Basic combat is straightforward — needing only the directional pad and right shoulder button — but includes button combinations of unit-specific actions and special items; the opportune use of which becomes essential as the game progresses. Players may choose to closely accompany combined, AI-controlled armies as they follow maneuvers — paths designated, on an inset map, as colored arcs that change according to a battle's events. Or, they may move sympathetically but independently. Allied forces are methodical but not always shrewd or expeditious. Players, then, must intervene to complete time-limited campaigns or countervail superior opposition.

Here, temerity is rewarded, Bladestorm's representation of warfare in the high middle ages defined by points of leverage. Koei minimized strategy and its attendant formality. Only a single enemy leader, a "base commander," need be defeated to capture a city or town — as soon as he is found inside the walls and beaten, all nearby enemy units disperse and several allied units appear. The expense to realism is slight, this conjury a justified — and even short-lived — advantage. Players can level inauspicious odds with good timing and judgment: flanking, while allies meet an army head-on, to split the force or surprise the rear guard; circumventing armies altogether, going straight for an objective; intercepting and eliminating stragglers; or drawing off and overpowering defensive companies, exposing a base commander. Koei finely balanced dynamics — players should feel neither superfluous nor burdened, but welcome to risk everything for a swift victory.

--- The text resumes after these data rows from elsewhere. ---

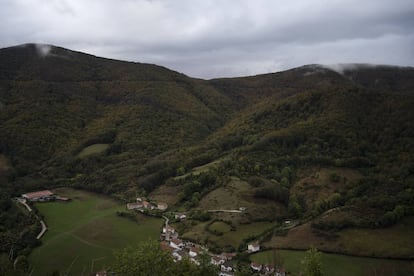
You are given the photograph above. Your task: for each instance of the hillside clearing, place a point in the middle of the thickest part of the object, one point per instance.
(82, 234)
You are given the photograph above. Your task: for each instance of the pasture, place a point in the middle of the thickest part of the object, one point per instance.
(83, 233)
(337, 265)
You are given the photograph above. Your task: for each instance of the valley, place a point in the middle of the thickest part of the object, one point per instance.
(304, 157)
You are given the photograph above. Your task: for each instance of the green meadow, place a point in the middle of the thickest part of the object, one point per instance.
(337, 265)
(83, 233)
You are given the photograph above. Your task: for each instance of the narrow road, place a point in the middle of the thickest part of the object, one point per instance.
(224, 211)
(166, 221)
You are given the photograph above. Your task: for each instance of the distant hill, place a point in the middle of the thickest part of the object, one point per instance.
(73, 119)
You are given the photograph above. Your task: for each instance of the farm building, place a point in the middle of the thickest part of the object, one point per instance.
(253, 247)
(45, 195)
(162, 206)
(132, 206)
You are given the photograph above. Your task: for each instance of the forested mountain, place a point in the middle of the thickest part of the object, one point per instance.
(121, 128)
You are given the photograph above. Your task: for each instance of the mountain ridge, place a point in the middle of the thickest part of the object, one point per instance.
(157, 128)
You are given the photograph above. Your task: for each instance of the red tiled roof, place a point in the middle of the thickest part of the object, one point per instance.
(38, 194)
(177, 241)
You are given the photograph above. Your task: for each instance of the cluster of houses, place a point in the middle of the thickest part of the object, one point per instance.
(180, 249)
(267, 269)
(142, 204)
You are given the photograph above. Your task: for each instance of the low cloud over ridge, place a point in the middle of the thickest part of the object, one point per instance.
(219, 38)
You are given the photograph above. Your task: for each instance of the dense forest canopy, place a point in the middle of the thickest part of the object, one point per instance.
(121, 128)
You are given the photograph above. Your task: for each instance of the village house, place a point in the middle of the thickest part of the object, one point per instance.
(280, 272)
(168, 229)
(45, 195)
(178, 255)
(195, 261)
(162, 206)
(165, 246)
(255, 266)
(227, 267)
(217, 260)
(101, 273)
(194, 252)
(176, 243)
(147, 205)
(222, 273)
(268, 269)
(253, 247)
(179, 216)
(227, 256)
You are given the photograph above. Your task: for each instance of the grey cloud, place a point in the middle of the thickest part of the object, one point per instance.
(215, 38)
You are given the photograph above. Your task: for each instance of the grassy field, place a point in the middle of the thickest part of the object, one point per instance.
(82, 234)
(93, 149)
(396, 241)
(229, 238)
(338, 265)
(219, 227)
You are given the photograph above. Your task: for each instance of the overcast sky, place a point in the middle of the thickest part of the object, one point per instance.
(219, 38)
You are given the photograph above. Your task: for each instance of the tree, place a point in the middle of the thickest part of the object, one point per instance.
(312, 263)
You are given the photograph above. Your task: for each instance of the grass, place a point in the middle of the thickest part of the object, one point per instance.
(82, 234)
(230, 238)
(93, 149)
(338, 265)
(393, 242)
(219, 227)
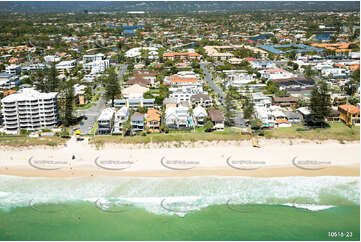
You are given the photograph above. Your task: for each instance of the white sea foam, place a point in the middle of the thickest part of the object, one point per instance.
(181, 195)
(311, 207)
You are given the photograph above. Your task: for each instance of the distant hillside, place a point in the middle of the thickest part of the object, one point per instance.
(176, 7)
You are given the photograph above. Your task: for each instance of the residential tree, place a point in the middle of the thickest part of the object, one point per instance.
(229, 109)
(66, 102)
(248, 108)
(320, 105)
(208, 126)
(111, 85)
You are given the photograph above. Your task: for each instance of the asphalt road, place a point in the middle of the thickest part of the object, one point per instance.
(209, 79)
(238, 121)
(94, 111)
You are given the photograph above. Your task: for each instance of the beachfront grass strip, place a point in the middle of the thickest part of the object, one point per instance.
(161, 138)
(336, 131)
(18, 141)
(90, 104)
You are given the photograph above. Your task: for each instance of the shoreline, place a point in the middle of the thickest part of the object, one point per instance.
(275, 158)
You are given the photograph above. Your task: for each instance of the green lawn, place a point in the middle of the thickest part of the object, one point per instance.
(338, 131)
(90, 104)
(18, 141)
(161, 137)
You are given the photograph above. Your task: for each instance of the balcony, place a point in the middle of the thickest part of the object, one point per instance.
(11, 122)
(11, 125)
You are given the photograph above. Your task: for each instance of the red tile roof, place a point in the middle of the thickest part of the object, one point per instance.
(349, 108)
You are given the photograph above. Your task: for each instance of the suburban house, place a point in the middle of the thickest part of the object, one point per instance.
(65, 66)
(200, 115)
(138, 80)
(134, 103)
(349, 114)
(134, 91)
(178, 117)
(261, 65)
(30, 110)
(201, 99)
(121, 116)
(334, 72)
(8, 81)
(217, 119)
(265, 115)
(285, 101)
(294, 83)
(181, 56)
(188, 81)
(305, 113)
(170, 101)
(237, 78)
(13, 69)
(271, 74)
(98, 66)
(181, 96)
(280, 118)
(91, 58)
(80, 97)
(293, 117)
(153, 119)
(106, 121)
(261, 100)
(137, 122)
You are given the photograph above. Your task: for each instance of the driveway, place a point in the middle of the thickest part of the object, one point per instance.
(94, 111)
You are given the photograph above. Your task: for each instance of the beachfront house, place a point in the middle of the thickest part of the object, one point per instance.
(30, 110)
(349, 114)
(134, 91)
(106, 121)
(8, 81)
(137, 122)
(65, 66)
(178, 117)
(285, 101)
(280, 118)
(217, 119)
(201, 99)
(200, 115)
(121, 116)
(153, 119)
(237, 78)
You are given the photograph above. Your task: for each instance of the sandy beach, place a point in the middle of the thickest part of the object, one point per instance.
(275, 158)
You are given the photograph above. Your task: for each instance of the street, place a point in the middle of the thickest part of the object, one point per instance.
(94, 111)
(209, 78)
(238, 121)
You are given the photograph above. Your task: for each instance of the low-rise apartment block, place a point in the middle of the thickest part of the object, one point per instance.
(30, 110)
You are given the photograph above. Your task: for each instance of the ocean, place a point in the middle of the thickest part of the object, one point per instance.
(192, 208)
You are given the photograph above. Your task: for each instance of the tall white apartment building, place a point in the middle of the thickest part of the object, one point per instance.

The cavalry charge: at the beginning
of its end, but still useful.
Even without strategy, Bladestorm might still impose. The manual is dizzying, and should be skimmed; then used only for reference after in-game tutorials are over. Button pathways can be confusing at first, subgroups difficult to distinguish from others; while one's comprehension of the inset map — geographically relative and a little crowded — requires a good, long look at the immediate region. For the historically minded, Bladestorm is bedecked with anachronisms and Japanese embellishments, from a graphic interface more appropriate for Phantasy Star — its button-push chimes constantly interrupting immersion — to flamboyant stylizations in characters' semblance and dress. And gameplay doesn't vary: those to whom this genre doesn't appeal won't like it.

Bladestorm exhilarates even so. Koei's value for histrionics brings players as close as possible to acting out Kenneth Branagh's Henry V or Mel Gibson's Braveheart. When players instruct a contingent to attack, the answer comes in a chorus of enthusiastic shouts. Armies meet in confused, lurching throngs; clangs and yells veritable in every way that warmaking is understood. Music is superb, minor and major keys of oratorio heralding battle and reflecting a day's outcome.

What sophistication was kept from Bladestorm is instead found in — for lack of a better word — heart. There's something, just something, in the experience of the game. Directed by Koei's own solemn interpretation of history and biography, the leaders of men in Bladestorm echo Shakespeare's Exeter: "My soul shall thine keep company to heaven; tarry, sweet soul, for mine, then fly abreast, as in this glorious and well-foughten field, we kept together in our chivalry!"